Even when you’re in the beginning stages of becoming serious with someone, it’s not a good idea to bottle up your feelings, no matter if they’re positive or negative. If you feel like you can’t say what’s on your mind at any given moment in time, then there must be an issue. It’s one thing to censor yourself in terms of profanity and sensitive topics (i.e. death, mental health, etc.), but it’s another to suppress any ideas you may have in moving forward in your relationship.
If you know they’re the type to stay hush about a lot of things, especially their emotions, then it may be good to jumpstart the conversation.
I know there’s always the fear of rejection. What if they don’t feel the same way? How do you go back to the way things were before you brought the issue up? My advice is to stop overthinking. Communication should not be one-sided. It’s not a “here’s the problem, fix it” kind of thing. It’s more of a back and forth for an hour or maybe even days, in order to thoroughly answer any wonders or questions that may exist between the two of you.
This works the same for people who may not be entirely certain about their relationship. Losing feelings is normal, as confusing as it may sound, and it’s important to be able to speak up if you aren’t content with your situation. By communicating, you are being considerate of others as well as yourself.

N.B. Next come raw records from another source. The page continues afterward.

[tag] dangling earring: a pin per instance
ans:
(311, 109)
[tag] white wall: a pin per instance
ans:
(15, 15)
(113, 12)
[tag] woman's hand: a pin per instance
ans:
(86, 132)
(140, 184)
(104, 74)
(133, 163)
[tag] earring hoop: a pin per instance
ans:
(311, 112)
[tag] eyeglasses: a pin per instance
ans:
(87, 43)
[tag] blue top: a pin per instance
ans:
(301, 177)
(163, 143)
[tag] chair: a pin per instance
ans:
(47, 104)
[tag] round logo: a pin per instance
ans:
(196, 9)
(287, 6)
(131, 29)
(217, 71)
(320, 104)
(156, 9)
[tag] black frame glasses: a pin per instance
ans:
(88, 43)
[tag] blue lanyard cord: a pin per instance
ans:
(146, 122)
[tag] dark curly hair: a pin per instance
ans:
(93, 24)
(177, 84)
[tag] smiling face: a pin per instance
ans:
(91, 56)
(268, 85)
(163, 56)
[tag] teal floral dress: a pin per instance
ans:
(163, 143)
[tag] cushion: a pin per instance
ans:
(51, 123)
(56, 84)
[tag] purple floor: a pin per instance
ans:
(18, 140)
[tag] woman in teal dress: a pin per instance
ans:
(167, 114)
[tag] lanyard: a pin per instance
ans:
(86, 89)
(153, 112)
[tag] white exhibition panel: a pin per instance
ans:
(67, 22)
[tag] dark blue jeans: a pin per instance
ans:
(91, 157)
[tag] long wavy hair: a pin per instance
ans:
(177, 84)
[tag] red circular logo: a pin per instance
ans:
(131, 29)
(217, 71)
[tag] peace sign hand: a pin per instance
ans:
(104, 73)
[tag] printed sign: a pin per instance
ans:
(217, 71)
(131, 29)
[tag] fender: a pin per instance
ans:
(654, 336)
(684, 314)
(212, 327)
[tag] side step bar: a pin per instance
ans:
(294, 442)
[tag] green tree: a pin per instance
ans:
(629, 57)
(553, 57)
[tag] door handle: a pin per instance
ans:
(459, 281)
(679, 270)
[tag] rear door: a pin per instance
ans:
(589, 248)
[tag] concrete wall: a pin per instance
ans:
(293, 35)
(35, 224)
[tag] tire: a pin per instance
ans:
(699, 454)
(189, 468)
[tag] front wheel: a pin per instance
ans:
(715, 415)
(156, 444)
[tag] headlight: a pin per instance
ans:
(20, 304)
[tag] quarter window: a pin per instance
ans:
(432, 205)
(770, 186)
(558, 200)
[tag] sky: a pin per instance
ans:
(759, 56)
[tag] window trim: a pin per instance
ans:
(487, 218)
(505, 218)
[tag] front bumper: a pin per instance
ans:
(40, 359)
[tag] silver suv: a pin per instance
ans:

Don’t lead them on, plain and simple. If you don’t see yourself being capable of reciprocating feelings, don’t beat around the bush. “Ghosting” is childish and only makes it more awkward when you run into each other in person.
Everyone wants a happy ending, it’s true. But it’s not ideal to keep playing into a fantasy that may cease to exist in a matter of months. Not everyone wants to settle down immediately. Not everyone sees themselves parenting three children in 10 years. You really don’t know unless it’s been seriously discussed. It’s not as simple as an “I want you forever, baby” text. We depend so much on virtual communication because it makes it increasingly easier to divide our time amongst our priorities and also check in on our significant others; but it’s not the same as verbally voicing how we feel.
So if that one thought has been running through your mind on replay and you have yet to address it, the time to do it is now.